The popular girls huddle around Bea at lunch. They ask her questions about taping windows, about rations, about living without meat. Bea tries to answer their questions, the best she can, but as always now, the way things felt in London and the girl she was there seem very far away.
She has longed for these girls to bring her into their circle. The girls who’ve befriended her up until now have been the quiet girls, the nice girls, not really the group she wants to be with, although, she suspects, that’s where she belongs. These girls are the exciting girls, the ones who laugh loud and exchange glances that mean something. The girls who include her only when they need to understand the Latin homework or when they want to know something about William. One day Lucy Emery sidled up to her after lunch. Is your room next to William’s, she asked. Do you ever see him in his skivvies? Bea didn’t know how to respond. Down the hall, she said, feeling dull. His room is down the hall. That is true, but the two rooms share a wall. Sometimes she puts her hand on that wall, knowing he is just on the other side, before she gets into bed.
Everyone’s focus has turned toward the war. The school builds a hastily constructed viewing platform on top of the chapel, which is on a bit of a rise, and sets up a schedule for the faculty and the older boys to take shifts looking for enemy aircraft. To Bea’s surprise, William is one of the first to volunteer, and he even signs up for the six-thirty shift, before classes begin.
Every morning, Bea listens to him getting ready in the room next door and then crashing down the stairs. Moments later, she hears the back door swing open and his footsteps as he runs toward the chapel. For two weeks she lies in bed each morning, and then, one morning in January, she is dressed and down in the kitchen at six fifteen. He bursts into the kitchen, wrapping a scarf around his neck. What are you doing, he asks, grabbing a muffin and an apple. I’m going with you, she says. No, he replies. No, you’re not. Bea shrugs. Why not? No girls allowed, he says. Well, that’s stupid, she says. I’ve lived through more war than you have. Why can’t I be there, too?
William shakes his head and runs out the door. I’m going to be late, he calls back, and she follows him down the path, knowing that he can hear her footsteps, but he doesn’t look back. He’s faster than she is, but not by much, and he’s still taking out the gear from the storage box when she emerges onto the roof from the narrow circular stairs.
I’ll get in trouble, he says, not looking at her, sticking a pen behind his ear, and with clipboard in hand, he begins to scan the sky. William Gregory, she says, laughing, when have you ever cared about getting in trouble. You just don’t want me here. I don’t care if you’re here, he replies, but don’t get in my way. This is important work.
A month earlier, she would have laughed in his face. He, too, would have mocked someone who said this. Important work, he would have said with a sneer. But William has changed. Bea knows this shift. She saw it in her father in ’39, although she was too young to understand it then. But she gets it now. It’s fear, made real. Before the declaration of war, it looms over everything, a heavy weight, a constant worry. But once your country is at war, it’s a concrete thing that bores its way in, that never leaves. There will be consequences. People you know and love will die. She’d heard her parents arguing the night before she left London. I don’t want her to grow up so fast, Dad said. I want her to be a child as long as she can. She rolled under her covers, blocking her ears with her fists. I stopped being a child on the day war was declared, she wanted to scream. And you both disappeared even as you stayed by my side.

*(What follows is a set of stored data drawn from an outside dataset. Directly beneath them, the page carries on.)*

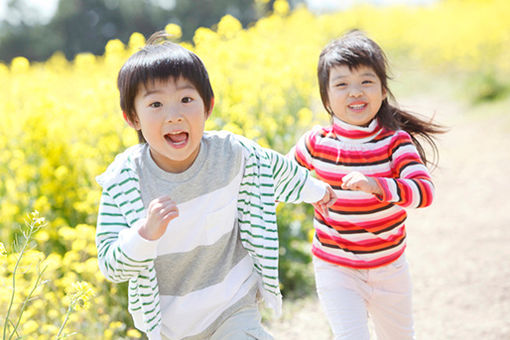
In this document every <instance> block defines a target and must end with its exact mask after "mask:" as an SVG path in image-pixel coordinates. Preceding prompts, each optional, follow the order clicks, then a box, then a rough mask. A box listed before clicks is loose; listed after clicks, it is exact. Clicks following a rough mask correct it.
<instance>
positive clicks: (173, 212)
mask: <svg viewBox="0 0 510 340" xmlns="http://www.w3.org/2000/svg"><path fill="white" fill-rule="evenodd" d="M177 216H179V210H178V209H177V205H176V204H175V202H174V201H173V200H172V199H171V198H170V197H169V196H162V197H159V198H156V199H154V200H152V201H151V203H149V208H148V209H147V219H146V220H145V224H144V225H143V226H142V227H140V229H139V230H138V233H139V234H140V236H142V237H143V238H145V239H147V240H151V241H153V240H157V239H159V238H160V237H161V236H163V234H164V233H165V231H166V228H167V226H168V223H169V222H170V221H171V220H173V219H174V218H176V217H177Z"/></svg>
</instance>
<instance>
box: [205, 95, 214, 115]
mask: <svg viewBox="0 0 510 340" xmlns="http://www.w3.org/2000/svg"><path fill="white" fill-rule="evenodd" d="M213 108H214V97H213V98H211V106H209V111H208V112H206V117H205V118H209V116H210V115H211V113H212V109H213Z"/></svg>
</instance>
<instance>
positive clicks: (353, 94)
mask: <svg viewBox="0 0 510 340" xmlns="http://www.w3.org/2000/svg"><path fill="white" fill-rule="evenodd" d="M362 94H363V91H361V89H359V88H357V87H353V88H352V89H351V91H350V92H349V96H351V97H359V96H361V95H362Z"/></svg>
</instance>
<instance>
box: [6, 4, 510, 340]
mask: <svg viewBox="0 0 510 340" xmlns="http://www.w3.org/2000/svg"><path fill="white" fill-rule="evenodd" d="M353 28H359V29H362V30H364V31H366V32H367V34H368V35H369V36H370V37H372V38H373V39H374V40H376V41H377V42H378V43H379V44H380V45H381V46H382V47H383V49H384V50H385V51H386V53H387V55H388V58H389V60H390V68H391V69H392V70H393V71H394V72H395V73H398V72H400V71H402V69H401V68H399V66H400V65H410V64H412V65H415V67H418V69H420V68H421V69H423V72H426V73H427V74H429V75H430V74H433V75H434V76H437V77H442V76H444V75H446V74H447V75H455V79H457V80H458V81H460V82H461V83H460V84H456V85H455V88H456V89H461V92H463V95H464V97H465V98H466V99H467V100H468V101H469V102H472V103H479V102H487V101H490V100H495V99H498V98H502V97H505V96H508V93H509V86H510V85H509V82H508V79H510V2H508V1H507V0H493V1H491V0H463V1H461V0H449V1H448V0H446V1H442V2H439V3H437V4H434V5H429V6H426V7H408V6H393V7H375V6H368V5H366V6H360V7H354V8H352V9H349V10H347V11H344V12H338V13H334V14H327V15H314V14H312V13H310V12H309V11H308V10H306V9H305V8H298V9H296V10H294V11H289V7H288V4H287V3H286V2H285V1H281V0H278V1H276V3H275V6H274V12H273V14H271V15H270V16H268V17H265V18H263V19H261V20H259V21H258V22H256V23H255V24H253V25H252V26H250V27H248V28H243V27H242V26H241V24H240V23H239V21H238V20H237V19H235V18H234V17H231V16H225V17H224V18H223V19H222V20H221V21H220V22H219V23H218V24H217V25H216V27H214V28H213V29H207V28H199V29H198V30H197V31H196V32H195V35H194V38H193V41H191V42H181V41H180V39H179V38H180V33H181V32H180V28H179V27H178V26H176V25H173V24H169V25H168V26H167V27H166V30H167V31H168V32H169V33H171V34H173V35H174V37H175V41H176V42H178V43H181V44H182V45H183V46H185V47H186V48H189V49H191V50H193V51H194V52H196V53H197V54H198V55H199V56H200V57H201V58H202V60H203V61H204V63H205V65H206V67H207V68H208V71H209V75H210V77H211V80H212V85H213V89H214V91H215V97H216V104H215V107H214V111H213V113H212V115H211V117H210V118H209V120H208V122H207V125H206V129H226V130H229V131H233V132H235V133H239V134H243V135H245V136H247V137H249V138H251V139H253V140H256V141H257V142H259V143H260V144H261V145H263V146H266V147H271V148H273V149H276V150H277V151H279V152H282V153H286V152H287V151H288V150H289V149H290V147H291V146H292V145H293V143H295V142H296V141H297V139H298V137H299V136H300V135H301V134H302V133H303V131H305V130H307V129H309V128H310V127H312V126H313V125H315V124H320V123H325V122H327V120H328V116H327V114H326V113H325V111H324V110H323V108H322V106H321V104H320V97H319V91H318V86H317V81H316V64H317V60H318V56H319V53H320V51H321V49H322V47H323V46H324V45H325V44H326V43H327V42H328V41H329V40H331V39H332V38H334V37H337V36H339V35H341V34H342V33H343V32H345V31H347V30H349V29H353ZM144 42H145V38H144V37H143V36H142V35H141V34H139V33H136V32H135V33H133V34H132V35H131V38H130V40H129V42H127V43H123V42H121V41H119V40H112V41H110V42H109V43H108V44H107V45H106V46H105V52H104V55H100V56H95V55H91V54H81V55H78V56H77V57H76V58H75V59H74V60H72V61H68V60H66V59H65V57H64V56H63V54H61V53H56V54H55V55H53V56H52V57H51V58H50V59H49V60H47V61H46V62H43V63H31V62H30V61H29V60H27V59H25V58H24V57H18V58H16V59H14V60H13V61H12V63H10V64H7V65H5V64H0V83H1V84H2V88H1V91H0V121H1V122H2V133H1V134H0V150H1V152H0V200H1V201H0V202H1V204H0V240H1V243H0V253H1V254H0V259H1V266H0V332H2V334H3V339H4V340H6V339H18V338H23V339H55V338H57V337H62V336H64V335H69V334H73V333H74V335H73V336H72V337H70V338H71V339H127V338H139V337H141V334H140V333H139V332H138V331H136V330H134V329H133V328H132V324H131V321H130V317H129V314H128V311H127V301H126V287H125V286H124V285H112V284H109V283H108V282H106V281H105V280H104V278H103V277H102V275H101V273H100V272H99V269H98V265H97V259H96V248H95V244H94V233H95V221H96V214H97V207H98V203H99V198H100V195H101V191H100V187H99V186H98V185H97V184H96V183H95V176H97V175H99V174H100V173H101V172H103V171H104V170H105V169H106V167H107V165H108V164H109V163H110V162H111V161H112V160H113V158H114V156H115V155H116V154H117V153H119V152H121V151H122V150H124V149H125V148H126V147H128V146H130V145H133V144H135V143H136V142H137V138H136V133H135V132H134V131H132V129H130V128H129V127H128V126H127V125H126V124H125V123H124V121H123V119H122V114H121V112H120V108H119V95H118V91H117V88H116V76H117V72H118V70H119V68H120V67H121V65H122V64H123V62H124V61H126V59H127V58H128V57H129V56H130V55H131V54H132V53H134V52H135V51H137V50H138V49H139V48H140V47H141V46H143V44H144ZM416 65H418V66H416ZM410 86H411V87H413V86H415V84H410ZM423 90H424V89H416V91H423ZM403 91H406V89H403ZM35 211H37V213H33V212H35ZM310 212H311V211H310V209H309V207H305V206H298V207H297V208H296V207H295V206H287V207H284V206H280V207H279V211H278V214H279V221H278V222H279V227H280V236H281V241H280V243H281V247H282V250H281V260H280V264H281V280H282V289H283V293H284V296H288V297H292V296H294V295H297V294H301V293H302V292H305V291H308V292H313V291H310V290H309V287H310V286H312V285H313V275H312V273H310V270H309V262H310V259H311V257H310V254H309V252H308V242H309V231H310V229H311V215H310ZM43 218H44V221H43V220H42V219H43ZM32 231H33V234H32V233H31V232H32ZM23 232H24V234H23ZM24 236H30V240H29V241H28V242H27V247H26V248H25V249H24V250H23V249H22V247H23V245H24V242H25V241H24V240H25V239H24ZM20 254H22V255H23V257H22V258H21V261H19V262H18V259H19V258H20V256H19V255H20ZM15 270H16V276H15V278H13V272H14V271H15ZM7 317H8V320H7V319H6V318H7ZM11 334H12V336H11ZM58 334H60V335H59V336H57V335H58Z"/></svg>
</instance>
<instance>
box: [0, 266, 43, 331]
mask: <svg viewBox="0 0 510 340" xmlns="http://www.w3.org/2000/svg"><path fill="white" fill-rule="evenodd" d="M46 268H47V267H44V269H43V270H42V271H39V270H38V272H39V273H38V274H37V279H36V281H35V284H34V287H33V288H32V290H31V291H30V293H29V294H28V296H27V297H26V298H25V301H23V306H21V310H20V312H19V317H18V321H17V322H16V326H15V327H14V330H17V329H18V326H19V324H20V322H21V317H22V316H23V313H24V312H25V307H26V305H27V303H28V302H29V300H30V298H31V297H32V295H33V294H34V292H35V290H36V289H37V287H38V286H39V282H40V281H41V278H42V275H43V273H44V271H45V270H46ZM13 336H14V332H12V333H11V336H10V337H9V340H11V339H12V337H13Z"/></svg>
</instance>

She sits down next to William and scans the dark gray sky just as he’s doing, remembering how the sky looked from the ship so long ago. Hard to see anything, isn’t it, she says. Right now, he says, and nods. But sunrise will be in—he checks his watch—eleven minutes. Then it’ll be beautiful. She nods back. What are we looking for? she asks. He explains and shows her how to fill out the form.

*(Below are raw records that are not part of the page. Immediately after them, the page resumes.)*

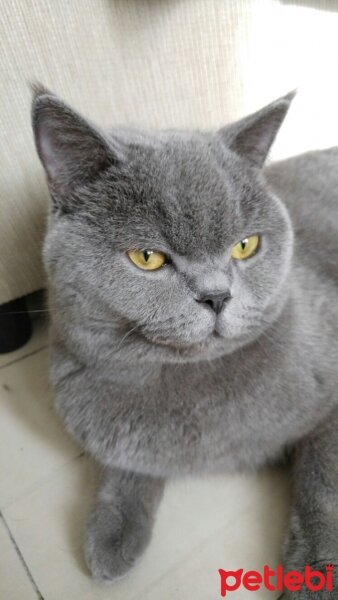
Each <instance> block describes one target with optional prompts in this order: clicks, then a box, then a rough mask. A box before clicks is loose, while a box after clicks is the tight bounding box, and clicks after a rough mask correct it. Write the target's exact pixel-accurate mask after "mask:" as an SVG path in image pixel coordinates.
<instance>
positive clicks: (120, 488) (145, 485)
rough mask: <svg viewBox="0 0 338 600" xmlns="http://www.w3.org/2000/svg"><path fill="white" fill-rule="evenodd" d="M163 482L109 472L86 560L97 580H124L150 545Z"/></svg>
mask: <svg viewBox="0 0 338 600" xmlns="http://www.w3.org/2000/svg"><path fill="white" fill-rule="evenodd" d="M163 489H164V480H163V479H159V478H153V477H149V476H146V475H140V474H136V473H132V472H127V471H122V470H120V469H106V470H105V471H104V474H103V480H102V483H101V486H100V488H99V490H98V494H97V498H96V502H95V504H94V506H93V508H92V511H91V513H90V515H89V518H88V523H87V531H86V542H85V556H86V561H87V564H88V566H89V569H90V570H91V572H92V575H93V576H94V577H95V578H96V579H100V580H104V581H111V580H113V579H116V578H119V577H121V576H123V575H124V574H125V573H127V571H128V570H129V569H130V568H131V567H132V566H133V565H134V564H135V562H136V560H137V559H138V558H139V557H140V556H141V554H142V552H143V551H144V549H145V548H146V546H147V545H148V543H149V541H150V538H151V533H152V528H153V524H154V518H155V514H156V509H157V506H158V504H159V502H160V500H161V497H162V493H163Z"/></svg>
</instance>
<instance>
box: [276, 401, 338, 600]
mask: <svg viewBox="0 0 338 600" xmlns="http://www.w3.org/2000/svg"><path fill="white" fill-rule="evenodd" d="M293 489H294V499H293V506H292V511H291V522H290V529H289V534H288V538H287V542H286V546H285V567H286V569H287V570H288V571H290V570H296V571H301V572H304V568H305V566H308V567H310V568H311V571H319V572H321V573H322V576H321V577H318V576H317V577H316V576H315V574H312V575H311V572H310V569H307V571H308V582H306V581H305V583H304V584H303V585H302V588H301V590H299V591H290V590H289V591H288V590H285V598H287V599H290V600H291V599H294V600H296V599H297V600H314V599H316V600H333V599H335V598H338V408H336V409H334V411H333V412H332V413H331V414H330V415H329V417H328V418H327V419H326V420H325V422H324V423H322V424H321V425H318V426H317V428H316V429H315V430H314V431H313V432H312V433H311V434H309V435H308V436H307V437H306V438H305V439H303V440H302V441H301V442H300V443H299V444H298V445H297V447H296V448H295V457H294V466H293ZM328 565H333V571H331V568H330V567H329V568H328V569H327V566H328ZM323 576H325V580H326V581H325V584H324V585H323V586H322V588H321V589H319V588H320V587H321V585H320V580H322V581H323ZM331 578H332V581H333V590H332V591H330V587H331V585H330V581H331ZM309 581H310V583H309ZM316 586H317V589H316Z"/></svg>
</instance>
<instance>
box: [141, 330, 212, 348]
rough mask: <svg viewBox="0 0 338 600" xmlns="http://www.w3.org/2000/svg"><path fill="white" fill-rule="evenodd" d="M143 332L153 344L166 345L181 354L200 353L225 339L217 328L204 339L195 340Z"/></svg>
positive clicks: (148, 341) (145, 336) (165, 345)
mask: <svg viewBox="0 0 338 600" xmlns="http://www.w3.org/2000/svg"><path fill="white" fill-rule="evenodd" d="M142 334H143V336H144V338H145V339H146V340H147V342H148V343H151V344H152V345H153V346H160V347H162V348H163V347H165V348H168V349H169V350H172V351H173V352H175V353H180V354H200V353H201V352H202V351H203V350H207V349H208V348H209V347H210V345H211V344H213V343H215V341H219V340H221V339H223V336H221V335H220V334H219V333H218V332H217V331H216V329H213V330H212V331H211V333H209V334H208V335H207V336H206V337H205V338H204V339H202V340H198V341H194V342H191V341H183V340H173V339H170V338H165V337H161V336H157V335H156V336H149V335H147V334H146V333H145V332H142Z"/></svg>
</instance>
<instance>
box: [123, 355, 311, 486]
mask: <svg viewBox="0 0 338 600" xmlns="http://www.w3.org/2000/svg"><path fill="white" fill-rule="evenodd" d="M305 401H306V404H307V416H306V417H305V418H303V419H301V418H300V417H301V415H302V412H303V408H302V405H303V404H305ZM119 402H120V400H119ZM316 402H317V399H316V398H315V394H314V390H311V389H310V386H309V387H308V389H307V394H306V396H304V387H303V386H302V382H301V380H300V379H299V378H297V377H296V376H295V373H291V372H290V373H289V380H288V381H287V380H286V378H285V374H284V375H283V376H282V375H281V373H280V371H278V370H277V369H273V368H269V369H268V368H267V367H266V366H265V368H264V365H263V364H262V368H261V369H260V370H259V369H256V371H252V370H251V369H248V368H241V365H240V364H238V365H234V364H232V365H231V364H230V363H229V362H226V361H225V362H222V361H219V362H218V363H215V364H214V365H210V364H207V363H206V364H200V365H185V366H182V367H178V366H175V367H170V366H168V367H165V368H162V370H161V372H160V373H159V375H158V378H157V379H156V380H154V382H153V383H149V382H148V383H147V384H146V385H144V386H142V387H140V388H139V389H138V390H137V391H135V392H134V393H132V394H131V393H130V389H129V394H128V393H127V391H126V394H125V396H124V397H123V399H122V403H121V404H120V406H123V412H122V415H121V420H120V416H119V413H116V420H115V422H114V426H115V427H116V428H117V430H118V431H119V435H118V442H117V445H116V447H115V449H114V460H115V458H117V459H118V461H119V464H120V466H123V467H129V468H138V469H141V470H145V469H151V471H152V472H157V470H158V473H159V474H160V473H161V472H167V473H172V472H174V473H175V472H185V471H191V470H205V469H207V470H210V469H222V468H228V469H238V468H240V467H248V466H253V465H257V466H258V465H259V464H263V463H264V462H265V461H266V460H267V459H269V458H271V457H274V456H276V455H277V454H278V453H279V452H280V450H281V448H282V447H283V445H284V444H285V443H287V442H288V440H290V439H292V438H294V437H295V436H296V435H297V433H298V432H300V431H301V429H302V427H304V428H305V429H306V427H308V423H307V422H306V421H307V419H308V422H309V421H310V419H313V418H314V415H315V404H316ZM123 431H124V432H125V433H122V435H121V432H123Z"/></svg>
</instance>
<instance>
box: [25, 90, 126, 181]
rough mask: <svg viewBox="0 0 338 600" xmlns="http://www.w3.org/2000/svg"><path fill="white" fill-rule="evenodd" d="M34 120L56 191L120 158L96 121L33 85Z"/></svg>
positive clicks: (51, 95)
mask: <svg viewBox="0 0 338 600" xmlns="http://www.w3.org/2000/svg"><path fill="white" fill-rule="evenodd" d="M33 91H34V98H33V105H32V124H33V131H34V136H35V143H36V147H37V151H38V154H39V157H40V160H41V162H42V164H43V166H44V168H45V171H46V174H47V178H48V182H49V184H50V186H51V188H52V189H53V190H54V191H60V192H64V191H67V190H69V189H70V188H71V187H72V186H73V185H76V184H78V183H80V182H83V183H85V182H87V181H90V180H92V179H93V178H94V177H95V175H96V174H97V173H98V172H99V171H100V170H102V169H104V168H106V167H107V166H109V165H110V164H113V163H116V162H118V161H119V158H120V157H119V151H118V149H117V148H115V147H113V144H112V141H111V140H109V139H106V137H105V136H104V134H103V133H102V132H100V131H99V130H98V129H97V128H96V127H95V126H94V125H92V124H90V123H89V122H88V121H87V120H86V119H84V118H83V117H81V116H80V115H79V114H77V113H76V112H75V111H74V110H72V109H71V108H70V107H69V106H67V105H66V104H65V103H64V102H63V101H62V100H60V98H58V97H57V96H55V95H54V94H52V93H51V92H49V91H48V90H46V89H45V88H43V87H41V86H34V87H33Z"/></svg>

Later, on their way down the stairs, he stops at the bottom and faces her. He’s taller, suddenly, his face more angular. Don’t tell anyone you were here, okay? Bea shrugs. She won’t agree to anything, although she’s happy to keep this between them. I don’t mind you being here, he says, and she knows how hard it is for him to say something like that. She touches his arm in thanks. They run down the side of the hill, and she peels off, heading for the Girls School. See you, William, she calls. She feels happier than she has felt since war was declared.